Figure 6.. CAF-CM subsidizes the up-regulation of OPN/SPP1 in PC cells.

(A) PCR array for receptors and ligands molecules associated with stemness signaling from CAF-CM/Basal-exposed PC cells. (B) Heatmap of top differentially expressed genes of PCR array (cut off < 5 fold). (C) Immunoblotting of OPN/SPP1 protein expression in 30, 60, and 90-dayCAF-CM/Basal-exposed PC cells. β-actin was used as a housekeeping control. (D-F) The OPN/SPP1levels in culture media. Bar diagrams depict the OPN/SPP1levels in pg/mL in the serum-free culture media of NFs/CAF-CM-exposed cells. (G-H) Representative bar graphs and images are showing immunofluorescence staining of CD44 (green) and OPN/SPP1 (red) in 5, 10, 15, and 20 weeks old KPC (Kras^G12D; p53^R172H; Pdx1Cre) mice tissues. Nuclei were stained in DAPI (blue). n=3; Scale Bar= 20um. (I) Representative violin plot showing the OPN/SPP1 expressions on different stages of PAAD; n (T) =179; n (N) =171. Data represent mean ± SD (P values were calculated by Student t-test) *P <0 .05, **P <0 .01, ***P < 0.001.

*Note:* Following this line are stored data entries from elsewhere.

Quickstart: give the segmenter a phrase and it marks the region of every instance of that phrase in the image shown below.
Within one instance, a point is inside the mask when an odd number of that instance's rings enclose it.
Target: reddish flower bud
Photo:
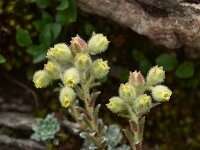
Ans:
[[[129,83],[137,87],[145,84],[143,75],[140,72],[134,71],[129,74]]]
[[[84,52],[87,48],[87,43],[79,35],[73,37],[71,40],[71,49],[75,53]]]

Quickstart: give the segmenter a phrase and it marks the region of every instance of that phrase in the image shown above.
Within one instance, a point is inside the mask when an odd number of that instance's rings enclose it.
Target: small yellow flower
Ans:
[[[112,97],[109,100],[109,103],[106,104],[108,109],[110,109],[112,112],[118,113],[122,110],[123,100],[119,97]]]
[[[47,70],[47,72],[50,74],[52,78],[54,79],[59,78],[60,66],[57,63],[48,61],[44,68],[45,70]]]
[[[158,102],[169,101],[171,95],[172,91],[164,85],[157,85],[152,88],[152,96]]]
[[[156,85],[165,80],[165,71],[163,67],[154,66],[147,75],[147,84]]]
[[[67,69],[64,72],[64,84],[69,87],[74,87],[80,83],[80,75],[76,68]]]
[[[107,61],[103,61],[103,59],[97,59],[92,63],[90,71],[95,79],[101,79],[108,74],[109,69],[110,67],[108,67]]]
[[[52,61],[59,60],[69,62],[72,58],[72,53],[70,48],[65,43],[59,43],[48,50],[47,58]]]
[[[147,94],[137,97],[134,101],[134,106],[138,113],[148,112],[151,108],[151,105],[151,97]]]
[[[62,107],[69,107],[69,105],[72,104],[75,98],[76,93],[72,88],[65,86],[61,89],[59,99]]]
[[[74,58],[74,65],[80,71],[86,71],[90,67],[92,60],[86,53],[79,53]]]
[[[36,88],[44,88],[49,85],[51,79],[45,70],[35,72],[33,82]]]
[[[88,41],[88,52],[91,55],[99,54],[107,50],[109,41],[103,34],[93,34]]]
[[[121,84],[119,96],[124,100],[133,100],[136,97],[135,88],[130,83]]]

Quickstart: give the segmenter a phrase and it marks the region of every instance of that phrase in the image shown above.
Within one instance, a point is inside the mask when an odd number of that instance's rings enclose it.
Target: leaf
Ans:
[[[33,26],[35,27],[35,29],[36,29],[37,32],[41,32],[42,29],[43,29],[44,26],[45,26],[45,22],[42,21],[42,20],[35,20],[35,21],[33,21],[32,24],[33,24]]]
[[[139,51],[137,49],[133,49],[132,56],[138,62],[146,59],[146,56],[141,51]]]
[[[69,7],[66,9],[66,18],[69,23],[76,21],[76,1],[69,0]]]
[[[183,62],[178,66],[175,75],[181,79],[191,78],[194,75],[194,64],[192,62]]]
[[[50,14],[47,12],[42,13],[42,21],[44,21],[46,24],[53,22],[53,18]]]
[[[45,25],[44,29],[39,35],[40,43],[45,44],[47,47],[50,46],[52,42],[52,34],[51,34],[51,24]]]
[[[0,54],[0,64],[6,62],[6,59]]]
[[[163,66],[166,71],[172,71],[177,66],[178,61],[174,56],[165,53],[156,58],[156,64]]]
[[[84,31],[86,35],[91,35],[92,32],[94,32],[95,30],[95,27],[90,23],[86,23],[84,26]]]
[[[143,59],[139,62],[139,68],[142,74],[147,74],[147,72],[149,71],[151,67],[152,67],[152,64],[146,59]]]
[[[60,32],[61,32],[62,26],[60,23],[51,23],[51,32],[52,32],[52,38],[56,39]]]
[[[48,0],[34,0],[39,8],[46,8],[50,5],[50,2]]]
[[[17,29],[15,39],[16,39],[17,45],[19,45],[21,47],[26,47],[26,46],[32,44],[32,40],[29,35],[29,32],[22,28]]]
[[[69,2],[68,0],[62,0],[60,5],[58,5],[58,7],[56,7],[57,10],[64,10],[66,8],[69,7]]]
[[[36,52],[34,53],[33,56],[33,63],[39,63],[43,60],[45,60],[46,58],[46,54],[47,54],[47,46],[46,45],[38,45],[36,47]]]

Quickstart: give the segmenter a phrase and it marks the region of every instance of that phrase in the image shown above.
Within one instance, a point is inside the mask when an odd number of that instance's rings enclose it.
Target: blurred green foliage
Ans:
[[[27,0],[36,4],[40,9],[40,18],[35,18],[32,25],[36,35],[28,30],[17,28],[16,42],[18,46],[25,47],[33,57],[33,63],[39,63],[45,59],[47,49],[57,42],[61,31],[68,24],[76,21],[76,1],[59,0]],[[56,7],[55,7],[56,5]]]
[[[6,59],[0,54],[0,64],[6,62]]]

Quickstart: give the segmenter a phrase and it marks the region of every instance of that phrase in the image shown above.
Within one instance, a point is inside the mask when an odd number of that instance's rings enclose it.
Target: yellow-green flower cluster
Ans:
[[[109,41],[103,34],[93,34],[88,42],[80,36],[73,37],[70,46],[65,43],[55,44],[47,52],[48,62],[43,70],[33,77],[36,88],[45,88],[53,80],[60,79],[63,87],[60,91],[60,103],[63,107],[70,106],[76,98],[76,86],[87,79],[91,82],[107,76],[107,61],[92,61],[90,55],[104,52]]]
[[[129,81],[120,85],[119,96],[111,98],[107,107],[119,114],[126,110],[130,111],[131,108],[136,115],[144,115],[156,104],[170,99],[172,91],[168,87],[160,85],[164,79],[163,67],[151,68],[146,81],[140,72],[130,72]]]

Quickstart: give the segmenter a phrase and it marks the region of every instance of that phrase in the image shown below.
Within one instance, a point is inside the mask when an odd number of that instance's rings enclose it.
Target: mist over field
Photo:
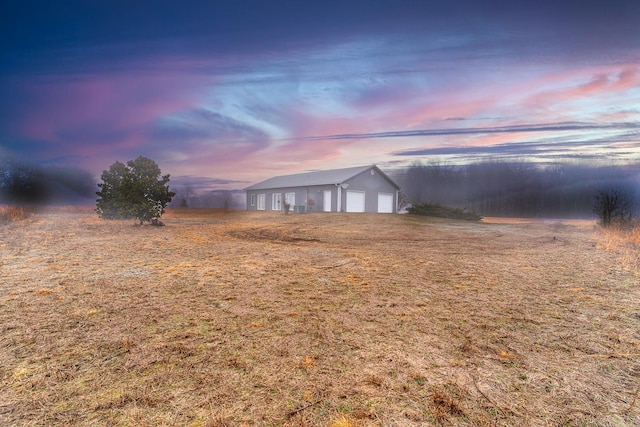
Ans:
[[[640,169],[597,163],[416,164],[394,178],[410,203],[438,203],[485,216],[592,217],[593,197],[618,188],[636,200]]]
[[[639,208],[637,163],[483,161],[451,165],[425,161],[388,172],[408,203],[438,203],[484,216],[591,218],[594,194],[604,188],[624,191],[634,200],[634,210]],[[170,207],[246,207],[242,189],[211,188],[216,184],[207,187],[190,177],[180,177],[169,185],[176,193]],[[0,160],[3,204],[91,205],[97,189],[97,180],[80,168],[40,166],[15,158]]]
[[[0,204],[87,205],[95,203],[97,189],[91,174],[80,168],[0,157]]]

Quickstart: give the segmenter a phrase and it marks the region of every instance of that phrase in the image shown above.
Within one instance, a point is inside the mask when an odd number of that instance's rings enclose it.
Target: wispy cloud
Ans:
[[[0,148],[41,163],[148,155],[229,188],[438,153],[638,156],[639,2],[23,3],[0,26]]]
[[[171,176],[171,187],[178,189],[190,189],[194,192],[209,190],[211,188],[242,186],[249,181],[240,181],[225,178],[211,178],[206,176],[180,175]]]
[[[308,136],[299,140],[321,141],[340,139],[371,139],[371,138],[407,138],[419,136],[444,135],[483,135],[495,133],[534,133],[534,132],[565,132],[565,131],[605,131],[605,130],[639,130],[640,123],[544,123],[494,127],[446,128],[446,129],[417,129],[401,131],[385,131],[373,133],[346,133],[337,135]]]
[[[518,141],[487,146],[426,147],[393,152],[394,156],[454,156],[460,160],[500,158],[624,158],[640,159],[638,133],[622,133],[601,139],[573,139],[557,136],[540,141]],[[606,154],[604,154],[606,153]]]

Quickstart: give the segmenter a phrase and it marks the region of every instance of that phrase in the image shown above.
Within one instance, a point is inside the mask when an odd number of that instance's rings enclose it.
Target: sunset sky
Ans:
[[[8,1],[0,155],[172,181],[640,161],[640,2]]]

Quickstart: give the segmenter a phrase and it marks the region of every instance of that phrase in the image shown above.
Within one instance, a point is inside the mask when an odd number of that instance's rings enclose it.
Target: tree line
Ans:
[[[189,184],[172,187],[176,192],[169,206],[195,209],[244,209],[244,190],[210,190],[196,192]]]
[[[154,209],[159,211],[147,215],[149,218],[158,218],[172,199],[175,207],[237,208],[244,203],[244,193],[241,192],[218,191],[198,195],[188,186],[178,189],[178,197],[173,197],[174,193],[167,185],[168,175],[161,176],[155,162],[138,158],[130,163],[116,162],[109,171],[104,171],[103,183],[96,185],[91,175],[81,169],[44,167],[15,158],[0,158],[0,204],[87,203],[95,201],[98,195],[99,213],[106,217],[114,216],[113,212],[121,209],[112,204],[120,204],[122,200],[110,199],[109,185],[121,182],[124,177],[126,185],[118,187],[122,190],[116,194],[120,197],[126,192],[129,197],[129,190],[133,188],[129,185],[130,175],[137,180],[145,174],[154,185],[159,181],[157,188],[162,195],[152,197],[157,199]],[[142,175],[141,170],[145,171]],[[631,217],[640,208],[638,163],[415,163],[393,175],[408,203],[446,205],[483,216],[596,215],[606,225],[611,219]],[[95,191],[97,187],[101,190],[98,193]],[[147,199],[150,197],[149,188],[144,187],[142,192]],[[149,200],[145,203],[152,204]],[[131,203],[122,202],[122,205],[130,206]],[[142,217],[139,219],[149,219]]]
[[[95,188],[91,174],[82,169],[0,157],[0,203],[86,204],[95,200]]]
[[[409,203],[437,203],[483,216],[593,217],[597,194],[615,189],[637,210],[640,168],[584,163],[416,163],[395,179]]]

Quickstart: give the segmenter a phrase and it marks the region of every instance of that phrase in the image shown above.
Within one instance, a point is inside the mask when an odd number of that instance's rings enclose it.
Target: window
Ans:
[[[265,205],[265,195],[264,194],[258,194],[258,210],[259,211],[263,211],[264,210],[264,205]]]
[[[250,203],[250,205],[251,206],[255,206],[256,205],[256,195],[255,194],[251,195],[251,203]]]
[[[285,193],[284,202],[289,203],[292,207],[296,204],[296,193]]]

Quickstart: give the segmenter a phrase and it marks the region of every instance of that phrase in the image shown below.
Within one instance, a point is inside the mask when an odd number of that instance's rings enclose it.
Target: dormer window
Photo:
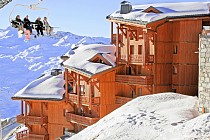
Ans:
[[[155,8],[153,6],[148,7],[143,12],[145,12],[145,13],[156,13],[156,14],[163,13],[163,12],[161,12],[160,10],[158,10],[157,8]]]

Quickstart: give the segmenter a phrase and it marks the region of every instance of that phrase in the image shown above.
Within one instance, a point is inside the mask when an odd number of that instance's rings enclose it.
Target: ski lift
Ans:
[[[39,1],[43,1],[43,0],[39,0]],[[16,4],[16,5],[13,7],[13,9],[12,9],[10,15],[9,15],[9,22],[12,21],[11,15],[13,14],[13,12],[14,12],[14,10],[15,10],[16,7],[24,7],[24,8],[30,9],[30,10],[45,10],[45,11],[47,11],[47,17],[49,17],[49,10],[48,10],[47,8],[39,7],[39,6],[38,6],[39,4],[40,4],[40,3],[31,4],[31,5]]]

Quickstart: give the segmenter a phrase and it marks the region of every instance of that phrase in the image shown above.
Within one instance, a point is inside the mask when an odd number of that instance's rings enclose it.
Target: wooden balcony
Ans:
[[[46,124],[48,122],[47,117],[37,117],[37,116],[24,116],[24,115],[18,115],[17,116],[17,122],[23,123],[23,124],[32,124],[32,125],[42,125]]]
[[[127,56],[126,55],[119,55],[119,62],[127,62]]]
[[[131,101],[133,98],[122,97],[122,96],[115,96],[115,103],[116,104],[126,104],[127,102]]]
[[[145,57],[145,58],[144,58]],[[145,62],[144,62],[145,60]],[[127,56],[126,55],[120,55],[119,62],[127,62]],[[154,62],[154,55],[129,55],[129,62],[130,63],[153,63]]]
[[[17,140],[48,140],[48,135],[29,134],[28,130],[16,133]]]
[[[22,124],[25,123],[25,116],[24,116],[24,115],[18,115],[18,116],[16,117],[16,119],[17,119],[17,122],[18,122],[18,123],[22,123]]]
[[[66,113],[66,120],[72,123],[77,123],[84,126],[90,126],[96,123],[99,120],[99,118],[91,118],[91,117],[76,115],[76,114],[68,112]]]
[[[77,104],[77,94],[69,94],[69,101]],[[88,96],[80,96],[80,103],[89,106],[90,100]],[[93,97],[92,104],[99,104],[100,97]]]
[[[144,55],[130,55],[129,56],[131,63],[144,63]],[[145,56],[145,63],[153,63],[154,62],[154,55],[146,55]]]
[[[133,85],[152,85],[153,76],[116,75],[115,81]]]
[[[117,41],[117,35],[116,34],[113,34],[112,35],[111,44],[115,44],[116,45],[116,41]]]

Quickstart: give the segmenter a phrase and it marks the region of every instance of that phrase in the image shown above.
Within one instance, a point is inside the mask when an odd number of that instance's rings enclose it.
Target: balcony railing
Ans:
[[[119,56],[119,61],[120,62],[127,62],[127,56],[126,55],[120,55]]]
[[[83,105],[89,105],[90,100],[88,96],[80,96],[80,103]],[[77,95],[76,94],[69,94],[69,101],[77,104]],[[92,104],[99,104],[100,97],[92,97]]]
[[[48,140],[48,135],[29,134],[28,130],[16,133],[17,140]]]
[[[115,103],[116,104],[125,104],[129,101],[131,101],[133,98],[128,98],[128,97],[122,97],[122,96],[115,96]]]
[[[22,124],[25,123],[25,116],[24,116],[24,115],[18,115],[18,116],[16,117],[16,119],[17,119],[17,122],[18,122],[18,123],[22,123]]]
[[[78,123],[84,126],[90,126],[94,123],[96,123],[99,118],[91,118],[86,116],[80,116],[73,113],[66,113],[66,120],[72,123]]]
[[[130,63],[144,63],[144,59],[145,59],[145,63],[153,63],[154,62],[154,55],[146,55],[144,58],[144,55],[135,55],[135,54],[131,54],[129,55],[129,61]],[[120,62],[126,62],[127,61],[127,56],[126,55],[120,55],[119,58]]]
[[[28,130],[23,130],[21,132],[16,133],[17,140],[25,140],[26,138],[28,138],[28,136],[29,136]]]
[[[151,85],[153,76],[116,75],[115,81],[127,84]]]
[[[47,117],[37,117],[37,116],[24,116],[24,115],[18,115],[17,116],[17,122],[18,123],[26,123],[26,124],[32,124],[32,125],[42,125],[46,124],[48,122]]]
[[[131,54],[129,56],[130,58],[130,62],[131,63],[143,63],[144,60],[143,60],[143,55],[134,55],[134,54]]]

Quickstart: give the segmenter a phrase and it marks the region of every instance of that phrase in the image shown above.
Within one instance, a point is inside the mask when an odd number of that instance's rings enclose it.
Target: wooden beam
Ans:
[[[68,69],[65,69],[65,98],[66,98],[66,103],[68,103],[69,100],[69,93],[68,93]]]
[[[111,22],[111,44],[114,44],[113,34],[114,34],[114,31],[113,31],[113,22]]]
[[[92,110],[92,83],[90,82],[89,88],[89,110]]]
[[[80,74],[77,74],[77,104],[80,105]]]
[[[117,36],[116,36],[116,62],[118,65],[118,60],[119,60],[119,35],[120,35],[120,31],[119,31],[119,26],[117,26]]]
[[[135,32],[135,33],[134,33]],[[132,36],[135,38],[135,40],[137,41],[137,31],[136,30],[130,30],[130,33],[132,34]]]
[[[125,24],[125,25],[130,25],[130,26],[135,26],[135,27],[145,27],[146,25],[142,25],[139,23],[132,23],[129,21],[120,21],[117,19],[108,19],[110,22],[115,22],[115,23],[120,23],[120,24]]]
[[[129,37],[130,31],[127,30],[127,63],[130,62],[129,60],[129,54],[130,54],[130,37]]]
[[[97,85],[99,83],[99,81],[94,81],[91,82],[93,86],[95,86],[99,91],[100,91],[100,87]]]
[[[25,101],[25,124],[28,124],[27,123],[27,103],[26,103],[26,101]]]
[[[21,100],[21,115],[23,115],[23,100]]]
[[[82,79],[85,81],[85,82],[88,82],[89,80],[90,80],[90,78],[87,78],[87,77],[85,77],[85,76],[83,76],[83,75],[80,75],[81,77],[82,77]]]
[[[127,36],[127,33],[124,31],[125,28],[121,28],[121,27],[120,27],[119,29],[120,29],[120,31],[122,32],[122,34],[126,37],[126,36]]]

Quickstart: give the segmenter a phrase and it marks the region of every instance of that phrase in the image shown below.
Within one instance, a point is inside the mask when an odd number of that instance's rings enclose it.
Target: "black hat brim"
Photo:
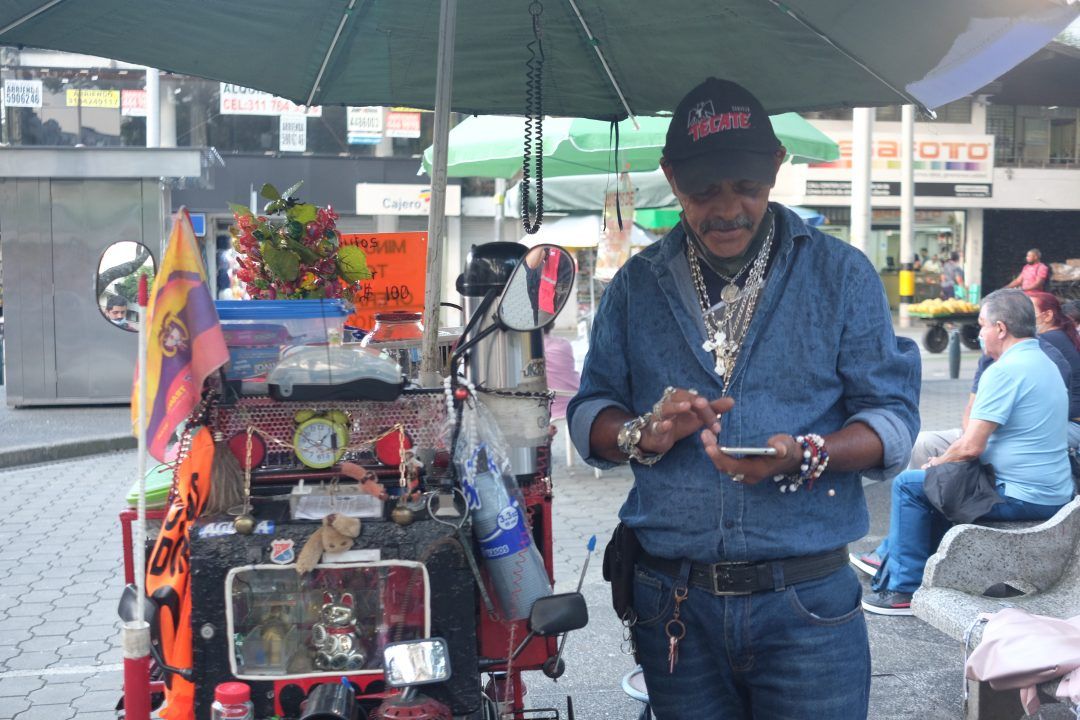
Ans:
[[[675,184],[684,195],[705,192],[721,180],[776,182],[776,155],[750,150],[717,150],[684,160],[669,160]]]

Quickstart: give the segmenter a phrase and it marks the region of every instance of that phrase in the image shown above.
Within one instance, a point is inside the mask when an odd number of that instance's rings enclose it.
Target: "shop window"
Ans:
[[[1074,163],[1076,157],[1076,120],[1050,121],[1050,163]]]
[[[154,267],[154,257],[142,243],[121,240],[105,249],[98,262],[96,295],[106,320],[122,330],[138,330],[139,275],[153,283]]]

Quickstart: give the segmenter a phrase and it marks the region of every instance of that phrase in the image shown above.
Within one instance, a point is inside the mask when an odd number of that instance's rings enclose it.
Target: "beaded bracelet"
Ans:
[[[802,461],[799,463],[798,472],[773,476],[773,481],[780,484],[780,492],[795,492],[804,483],[807,490],[813,490],[814,481],[821,477],[829,466],[825,438],[815,433],[807,433],[796,437],[795,442],[802,448]]]

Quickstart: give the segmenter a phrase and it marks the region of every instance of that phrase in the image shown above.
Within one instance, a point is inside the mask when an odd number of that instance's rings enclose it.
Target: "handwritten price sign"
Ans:
[[[342,235],[367,255],[373,277],[353,297],[356,312],[345,321],[353,327],[375,327],[375,313],[424,311],[427,282],[427,233],[357,233]]]

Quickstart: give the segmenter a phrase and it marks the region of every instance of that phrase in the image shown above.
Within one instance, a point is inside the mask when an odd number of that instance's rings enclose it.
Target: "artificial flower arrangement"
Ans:
[[[268,202],[262,215],[229,205],[236,219],[229,228],[236,276],[252,300],[351,299],[371,278],[364,251],[341,244],[334,209],[293,197],[302,184],[283,193],[263,185],[259,194]]]

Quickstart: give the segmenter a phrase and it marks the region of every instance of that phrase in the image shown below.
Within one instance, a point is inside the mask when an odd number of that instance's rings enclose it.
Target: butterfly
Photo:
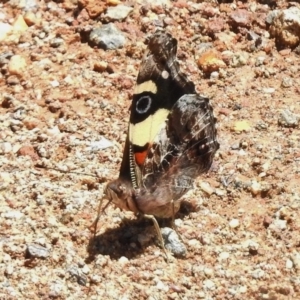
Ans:
[[[219,148],[209,99],[198,95],[180,71],[176,53],[177,40],[169,33],[149,38],[120,174],[106,185],[103,197],[120,209],[150,216],[158,231],[155,217],[174,218],[181,197],[209,170]]]

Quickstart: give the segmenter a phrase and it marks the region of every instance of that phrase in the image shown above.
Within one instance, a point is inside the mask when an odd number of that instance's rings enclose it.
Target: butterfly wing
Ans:
[[[210,168],[219,148],[215,122],[208,98],[188,94],[174,104],[143,166],[142,188],[134,195],[139,211],[166,218],[172,201],[179,208],[176,200]]]
[[[120,170],[120,178],[130,176],[134,188],[142,184],[145,159],[173,105],[182,95],[195,93],[194,84],[179,70],[176,39],[157,32],[149,39],[148,49],[134,90]]]

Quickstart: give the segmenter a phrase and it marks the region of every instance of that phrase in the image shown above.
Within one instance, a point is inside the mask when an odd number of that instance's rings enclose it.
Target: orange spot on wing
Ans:
[[[145,159],[147,157],[148,149],[143,151],[143,152],[136,152],[134,154],[135,162],[139,165],[142,166],[145,162]]]

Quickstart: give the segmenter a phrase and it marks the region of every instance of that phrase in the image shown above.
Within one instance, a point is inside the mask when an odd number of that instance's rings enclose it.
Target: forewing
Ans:
[[[128,174],[135,188],[141,186],[141,170],[149,149],[165,125],[170,110],[178,99],[187,93],[195,93],[194,84],[179,70],[176,61],[177,40],[165,32],[157,32],[148,43],[137,85],[134,90],[127,153],[120,171]]]

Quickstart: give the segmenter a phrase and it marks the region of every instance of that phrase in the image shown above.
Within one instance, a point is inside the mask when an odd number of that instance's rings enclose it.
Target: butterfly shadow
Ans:
[[[165,223],[165,220],[160,226]],[[105,232],[93,236],[87,247],[88,262],[98,254],[109,255],[112,260],[125,256],[135,258],[151,245],[158,246],[157,234],[152,220],[137,218],[123,220],[118,228],[108,228]]]
[[[195,211],[195,207],[183,200],[176,218],[183,219]],[[172,227],[171,219],[157,219],[159,227]],[[124,219],[117,228],[108,228],[99,235],[92,236],[87,247],[87,262],[94,261],[97,255],[108,255],[112,260],[125,256],[135,258],[151,245],[159,246],[153,221],[145,217]]]

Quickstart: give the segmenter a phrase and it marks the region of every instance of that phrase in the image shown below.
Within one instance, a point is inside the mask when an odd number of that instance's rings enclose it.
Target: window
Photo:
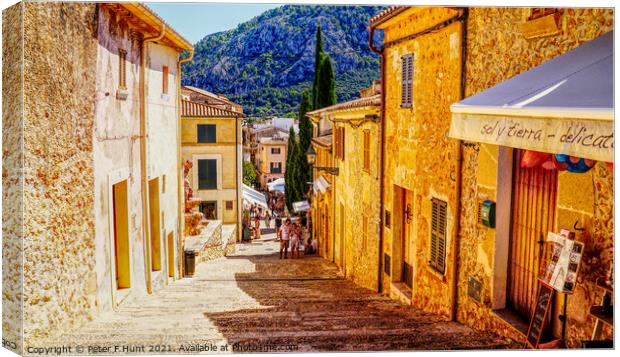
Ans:
[[[335,130],[335,156],[344,160],[344,127],[336,127]]]
[[[402,60],[401,107],[410,108],[413,103],[413,54],[405,55]]]
[[[198,189],[217,189],[217,160],[198,160]]]
[[[167,94],[168,93],[168,66],[164,66],[161,72],[162,72],[161,92],[163,94]]]
[[[198,142],[201,144],[212,144],[217,140],[215,124],[198,124]]]
[[[370,172],[370,130],[364,130],[364,171]]]
[[[226,201],[226,210],[232,211],[233,209],[233,201]]]
[[[431,247],[428,264],[438,273],[446,271],[446,224],[448,204],[433,198],[431,217]]]
[[[166,175],[161,177],[161,193],[166,193]]]
[[[269,173],[281,174],[282,173],[282,163],[281,162],[271,162],[271,163],[269,163]]]
[[[557,14],[560,13],[558,8],[553,8],[553,7],[539,7],[539,8],[533,8],[531,10],[531,15],[528,18],[528,20],[535,20],[535,19],[539,19],[541,17],[545,17],[547,15],[551,15],[551,14]]]
[[[127,51],[118,50],[118,86],[121,89],[127,88]]]
[[[272,154],[279,154],[280,153],[280,148],[271,148],[271,153]]]

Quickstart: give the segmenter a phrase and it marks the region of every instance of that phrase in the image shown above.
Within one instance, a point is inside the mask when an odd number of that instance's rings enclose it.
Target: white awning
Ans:
[[[246,184],[243,184],[243,200],[248,204],[255,203],[269,209],[265,195]]]
[[[453,104],[456,139],[613,162],[613,31]]]
[[[273,180],[267,183],[267,188],[269,189],[269,191],[284,192],[285,190],[284,178],[281,177],[279,179],[276,179],[276,180]]]
[[[330,187],[332,187],[332,185],[330,185],[323,176],[319,176],[312,183],[312,190],[314,191],[315,195],[317,192],[325,193]]]
[[[310,210],[310,204],[308,201],[293,202],[293,211],[304,212]]]

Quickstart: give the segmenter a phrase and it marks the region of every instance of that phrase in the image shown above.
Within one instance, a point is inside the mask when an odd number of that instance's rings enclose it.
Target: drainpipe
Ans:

Figure 7.. Small interfering RNA knockdown of OPN/SPP1and CD44 in CAF-CM-induced PC cells diminished stemness features.

(A) Immunoblot blot analysis shows OPN/SPP1, CD44 knockdown efficiency in CAF-CM-treated PC cells. (B) Western blot analysis for stemness markers expressions in OPN/SPP1 and CD44 knockdown PC cells. β-actin was used as a housekeeping control (n=3). (C) The bar diagram showing the number of spheres per 2000 cells in OPN/SPP1 and CD44 knockdown PC cells; Sphere formation assays executed on OPN/SPP1 and CD44 knockdown PC cells; 2000/well were seeded in 96-well ultra-low attachment plates in stem cell medium; Images have shown the morphology of 7–14-days-old spheres. Scale bar = 400 um. (D-G) The bar diagram depicts the percentage of CD44⁺ and AF⁺ population in OPN/SPP1 and CD44 knockdown PC cells; Flow cytometry analysis of CD44⁺ and AF⁺ in CD44 and OPN/SPP1 knockdown PC cells. (H) Diagram illustrating how the CAFs regulate the OPN/SPP1-CD44 axis-mediated stemness enrichment in PC cells (n=3); Data represent mean ± SD (P values were calculated by Student t-test) *P <0 .05, **P <0 .01, ***P < 0.001.